マツタケは内陸の山の尾根筋に侵入してきたアカマツ林に登場し、珍重されている様子が万葉集にうかがえる(高松のこの峰もせに笠立ててみち盛りたる秋の香のよさ.万葉集2233 巻第十秋 雑歌).
平安時代になると、飛躍的に人口が増加し、住居や道具のための材(5)や毎日の燃料や肥料などの需要も飛躍的に多くなった.そのために、平安京周辺の原生林が破壊されアカマツが都周辺にも登場し、マツタケも増えてきた(都まつたけ).

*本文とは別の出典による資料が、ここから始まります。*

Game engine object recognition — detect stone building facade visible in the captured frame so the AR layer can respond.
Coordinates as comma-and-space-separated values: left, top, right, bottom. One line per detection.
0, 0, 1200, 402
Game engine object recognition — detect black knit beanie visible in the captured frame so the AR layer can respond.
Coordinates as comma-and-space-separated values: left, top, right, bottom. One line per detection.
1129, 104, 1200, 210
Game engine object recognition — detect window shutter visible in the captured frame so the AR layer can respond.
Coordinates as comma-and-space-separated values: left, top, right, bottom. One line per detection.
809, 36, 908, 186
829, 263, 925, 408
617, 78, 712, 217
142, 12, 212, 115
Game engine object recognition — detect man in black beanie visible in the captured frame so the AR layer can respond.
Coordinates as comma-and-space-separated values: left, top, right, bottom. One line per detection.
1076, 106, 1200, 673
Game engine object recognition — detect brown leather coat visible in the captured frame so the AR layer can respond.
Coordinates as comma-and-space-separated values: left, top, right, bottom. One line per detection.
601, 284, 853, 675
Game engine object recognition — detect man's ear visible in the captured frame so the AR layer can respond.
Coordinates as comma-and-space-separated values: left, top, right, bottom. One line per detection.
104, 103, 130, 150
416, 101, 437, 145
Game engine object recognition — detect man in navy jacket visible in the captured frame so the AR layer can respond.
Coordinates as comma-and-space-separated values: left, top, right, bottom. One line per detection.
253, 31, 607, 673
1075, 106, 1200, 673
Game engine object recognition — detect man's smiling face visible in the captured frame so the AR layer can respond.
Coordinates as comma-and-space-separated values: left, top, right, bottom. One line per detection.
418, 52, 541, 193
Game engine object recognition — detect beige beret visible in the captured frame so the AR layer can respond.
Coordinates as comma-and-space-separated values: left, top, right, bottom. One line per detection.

当時の平安京周辺の山には、ほとんど木がなく、公家達も入浴がこの上ない贅沢であった.平安~室町時代になると、天皇や公家がマツタケ狩りを楽しみ、盛んに贈答しあっている(三条実房 愚昧記; 藤原定家 明月記; 近衛政家 後法興院日記).
徒然草(吉田兼好、14世紀の初め)に、「きじ、松茸などは御湯殿の上にかかりたるもくるしからず、その外は心うきことなり」とあって、マツタケが高級食材であることがうかがえる.

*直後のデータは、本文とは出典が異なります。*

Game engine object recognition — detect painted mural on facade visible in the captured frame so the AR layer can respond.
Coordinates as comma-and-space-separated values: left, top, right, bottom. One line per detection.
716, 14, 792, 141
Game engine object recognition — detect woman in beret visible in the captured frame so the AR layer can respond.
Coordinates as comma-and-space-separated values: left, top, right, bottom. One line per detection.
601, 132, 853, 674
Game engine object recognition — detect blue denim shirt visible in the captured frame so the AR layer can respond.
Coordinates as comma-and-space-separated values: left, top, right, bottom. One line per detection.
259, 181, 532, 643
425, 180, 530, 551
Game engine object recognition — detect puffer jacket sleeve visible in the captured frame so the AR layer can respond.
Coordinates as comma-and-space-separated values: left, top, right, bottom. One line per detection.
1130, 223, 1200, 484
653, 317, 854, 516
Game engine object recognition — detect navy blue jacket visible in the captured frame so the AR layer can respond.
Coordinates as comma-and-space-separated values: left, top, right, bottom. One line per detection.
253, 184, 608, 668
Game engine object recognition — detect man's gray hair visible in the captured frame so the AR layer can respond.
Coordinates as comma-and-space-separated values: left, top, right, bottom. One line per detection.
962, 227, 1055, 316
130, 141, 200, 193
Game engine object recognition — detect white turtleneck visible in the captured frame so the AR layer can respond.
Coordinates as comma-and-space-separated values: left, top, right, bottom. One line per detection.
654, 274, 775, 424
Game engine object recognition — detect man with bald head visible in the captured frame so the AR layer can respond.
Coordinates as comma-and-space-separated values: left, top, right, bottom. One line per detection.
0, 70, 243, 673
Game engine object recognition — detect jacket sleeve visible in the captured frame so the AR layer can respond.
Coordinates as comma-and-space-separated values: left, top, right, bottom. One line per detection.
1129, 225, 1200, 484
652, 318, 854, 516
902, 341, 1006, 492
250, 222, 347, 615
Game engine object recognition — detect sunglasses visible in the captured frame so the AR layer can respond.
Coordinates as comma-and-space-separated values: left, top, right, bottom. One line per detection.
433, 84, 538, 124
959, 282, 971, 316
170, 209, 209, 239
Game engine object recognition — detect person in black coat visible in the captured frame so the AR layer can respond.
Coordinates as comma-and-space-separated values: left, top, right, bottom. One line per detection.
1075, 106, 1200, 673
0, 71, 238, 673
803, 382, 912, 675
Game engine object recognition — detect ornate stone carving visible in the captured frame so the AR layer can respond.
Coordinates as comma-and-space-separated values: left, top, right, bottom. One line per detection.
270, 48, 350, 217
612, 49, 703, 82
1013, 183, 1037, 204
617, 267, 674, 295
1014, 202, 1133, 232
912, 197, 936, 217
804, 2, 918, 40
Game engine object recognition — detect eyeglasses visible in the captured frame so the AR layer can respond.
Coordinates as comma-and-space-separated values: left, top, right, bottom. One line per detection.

秀吉も相当マツタケ狩りが好きだったようである(翁草).江戸時代にも、“下郎の口にはかなわない”しろものであったが、京都の錦小路にマツタケの市がたち、町衆が買っていたようである(本朝文鑑、支考編).与謝蕪村に言わせると “松茸や食ふにもおしい遣るもおし”いものであったようだ.
時代が下って、昭和10-20年代は、マツタケが「蹴飛ばすほど生えた」とか言われたが、昭和16年(1941)の12,222tの生産量を最高に、昭和35年(1960)頃からその生産量が減少し、最近はその250分の1に激減している.